Just a few days ago I was writing on how important it is to tell Entity Framework what SQL type to use in order to avoid costly conversions. In fact, it wasn't so much an EF issue as it was an SQL one. Converting even character types to character types or changing collation was surprisingly expensive. In this post I will show you how important it is to choose the right type for your querying columns, especially the primary key.
First imagine this scenario: you get some data from an outside source, rows and rows of it, and you have to store them and query them in SQL. The value that uniquely identifies a row is a small string, maybe 50 characters long. How do you proceed?
My first naive solution was the most obvious one: just create a table that has a column for each value in the rows and put the primary key on the identifying one. But this leads to immediate performance losses:
- by default, a primary key is a clustered index - text is not sequential, so at every insert the database engine will physically move huge swaths of data in order to place the rows in the alphabetical order of their identifiers
- a primary key is a unique index - meaning text will have to get compared to other text in order to determine uniqueness, which is slow
- by default, SQL is case insensitive - meaning that all text comparisons will have to be made taking into account capitalization and accents
- 50 characters is a lot - even without Unicode support, it's 50 bytes, which is 12 times more than an integer, meaning the primary key index will be large; and slow
"But!", you will undoubtedly say, if you put the primary key on some other column, you will still have to create a unique index on the identifier. Isn't this just pushing the problem farther down the road? The size and speed limitations will be the same. And primary keys are clustered only by default, but they can be declared as not clustered. And SQL doesn't need to be case insensitive, all you have to do is change the collation of the column to be binary and it will be compared faster. Wouldn't that solve the problem?
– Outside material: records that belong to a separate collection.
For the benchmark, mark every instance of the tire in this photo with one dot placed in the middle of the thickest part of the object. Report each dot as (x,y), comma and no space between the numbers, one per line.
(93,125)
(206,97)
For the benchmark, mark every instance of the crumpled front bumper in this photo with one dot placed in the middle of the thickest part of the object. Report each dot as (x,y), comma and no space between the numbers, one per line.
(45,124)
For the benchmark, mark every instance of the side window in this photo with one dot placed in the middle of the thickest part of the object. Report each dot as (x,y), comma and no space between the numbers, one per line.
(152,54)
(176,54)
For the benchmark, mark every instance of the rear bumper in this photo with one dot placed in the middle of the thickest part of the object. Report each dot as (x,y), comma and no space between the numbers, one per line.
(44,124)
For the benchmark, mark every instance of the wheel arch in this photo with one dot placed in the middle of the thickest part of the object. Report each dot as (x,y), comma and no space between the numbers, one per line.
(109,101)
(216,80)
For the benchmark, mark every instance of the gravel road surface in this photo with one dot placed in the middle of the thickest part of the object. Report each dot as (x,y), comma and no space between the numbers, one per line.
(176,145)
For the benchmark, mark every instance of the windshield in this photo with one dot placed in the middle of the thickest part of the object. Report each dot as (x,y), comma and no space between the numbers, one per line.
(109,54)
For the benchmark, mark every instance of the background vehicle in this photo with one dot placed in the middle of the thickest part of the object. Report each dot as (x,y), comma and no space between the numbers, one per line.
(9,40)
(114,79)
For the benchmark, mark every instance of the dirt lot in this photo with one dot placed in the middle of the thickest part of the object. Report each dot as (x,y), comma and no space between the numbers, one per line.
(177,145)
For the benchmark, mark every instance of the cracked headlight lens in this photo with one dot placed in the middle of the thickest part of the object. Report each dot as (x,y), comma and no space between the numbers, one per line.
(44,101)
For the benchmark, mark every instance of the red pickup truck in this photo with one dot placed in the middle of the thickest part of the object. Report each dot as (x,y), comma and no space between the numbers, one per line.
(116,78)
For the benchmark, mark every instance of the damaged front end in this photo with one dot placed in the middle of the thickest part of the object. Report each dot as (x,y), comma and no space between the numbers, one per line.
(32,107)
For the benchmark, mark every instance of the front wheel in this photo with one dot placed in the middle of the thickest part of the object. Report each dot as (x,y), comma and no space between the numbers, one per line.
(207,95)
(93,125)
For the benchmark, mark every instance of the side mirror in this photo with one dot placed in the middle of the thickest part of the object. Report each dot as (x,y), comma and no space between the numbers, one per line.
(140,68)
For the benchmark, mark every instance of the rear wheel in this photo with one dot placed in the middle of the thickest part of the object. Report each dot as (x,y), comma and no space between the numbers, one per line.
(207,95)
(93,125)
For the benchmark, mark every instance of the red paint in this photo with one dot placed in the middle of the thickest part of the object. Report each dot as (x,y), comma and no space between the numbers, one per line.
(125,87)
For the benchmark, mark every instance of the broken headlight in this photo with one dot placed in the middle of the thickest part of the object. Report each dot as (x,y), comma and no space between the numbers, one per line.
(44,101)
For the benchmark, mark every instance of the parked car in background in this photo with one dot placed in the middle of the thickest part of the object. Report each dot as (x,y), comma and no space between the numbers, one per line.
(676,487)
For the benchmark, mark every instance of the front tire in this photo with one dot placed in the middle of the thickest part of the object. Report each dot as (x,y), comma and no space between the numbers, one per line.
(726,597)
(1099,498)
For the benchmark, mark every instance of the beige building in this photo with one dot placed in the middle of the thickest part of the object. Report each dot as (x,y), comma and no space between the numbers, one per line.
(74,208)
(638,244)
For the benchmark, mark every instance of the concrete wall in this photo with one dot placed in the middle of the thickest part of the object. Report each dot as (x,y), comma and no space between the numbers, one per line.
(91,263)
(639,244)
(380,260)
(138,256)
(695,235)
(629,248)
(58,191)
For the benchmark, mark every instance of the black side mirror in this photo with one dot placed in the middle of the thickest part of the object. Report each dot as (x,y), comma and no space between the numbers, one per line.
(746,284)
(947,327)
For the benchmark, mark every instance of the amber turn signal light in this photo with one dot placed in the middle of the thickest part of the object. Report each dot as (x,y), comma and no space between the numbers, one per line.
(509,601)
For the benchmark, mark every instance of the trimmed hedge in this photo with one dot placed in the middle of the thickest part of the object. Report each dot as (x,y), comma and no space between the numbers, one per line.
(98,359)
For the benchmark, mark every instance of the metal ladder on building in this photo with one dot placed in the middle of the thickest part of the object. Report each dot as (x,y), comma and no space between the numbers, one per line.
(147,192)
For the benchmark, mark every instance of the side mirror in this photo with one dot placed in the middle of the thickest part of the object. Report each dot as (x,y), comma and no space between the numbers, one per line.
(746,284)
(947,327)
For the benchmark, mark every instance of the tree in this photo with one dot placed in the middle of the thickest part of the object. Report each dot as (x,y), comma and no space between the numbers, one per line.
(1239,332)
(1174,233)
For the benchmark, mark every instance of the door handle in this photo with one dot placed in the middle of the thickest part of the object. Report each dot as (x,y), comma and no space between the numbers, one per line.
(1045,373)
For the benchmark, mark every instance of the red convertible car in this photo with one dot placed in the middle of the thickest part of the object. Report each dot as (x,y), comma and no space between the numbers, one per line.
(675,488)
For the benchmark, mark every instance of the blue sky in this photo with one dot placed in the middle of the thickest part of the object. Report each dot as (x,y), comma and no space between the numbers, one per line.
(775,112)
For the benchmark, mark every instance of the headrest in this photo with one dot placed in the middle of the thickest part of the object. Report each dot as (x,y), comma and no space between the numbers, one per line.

No. In fact, my final solution which worked five times faster , did not have an index on the identifier column AT ALL. Incidentally, I did end up changing the collation, but only because the idiots sending me the data were doing it case sensitive.
Without further due, here is what I did:
- an INT column with IDENTITY(1,1) as the primary key - which ensures a fast insertion due to the sequential nature of the value, fast query speed and low usage of disk space for the index
- an INT column holding the checksum of the identifier - which when indexed, is fast to query and doesn't use a lot of disk space for the index
So how do I query on the identifier? Simple: I calculate the checksum of the string and then I look it up in the database - which uses the index to locate the few strings that have the same checksum, then just finds the right one by enumerating through them. I query on the checksum column AND the text identifier. And there is an added bonus: I only need to do this once. If I need the record from the DB again, I query it directly through the integer primary key.
Entity Framework has this automatic memory cache so when I am querying on the database entity using a business model - as good separation of concerns practice would dictate - it gets it really fast from memory. Because the memory cache also uses just the int to identify an entity, which means double the benefits!
The eagle eyed reader will have noticed that I am not using a unique index on the identifier, so technically I could create multiple rows with the same one. However, my application is always looking for the existing record first. But if you really worry about data consistency, the index on the checksum column can be replaced with a unique index on the checksum and identifier column. It will take more space, but it will be just as fast.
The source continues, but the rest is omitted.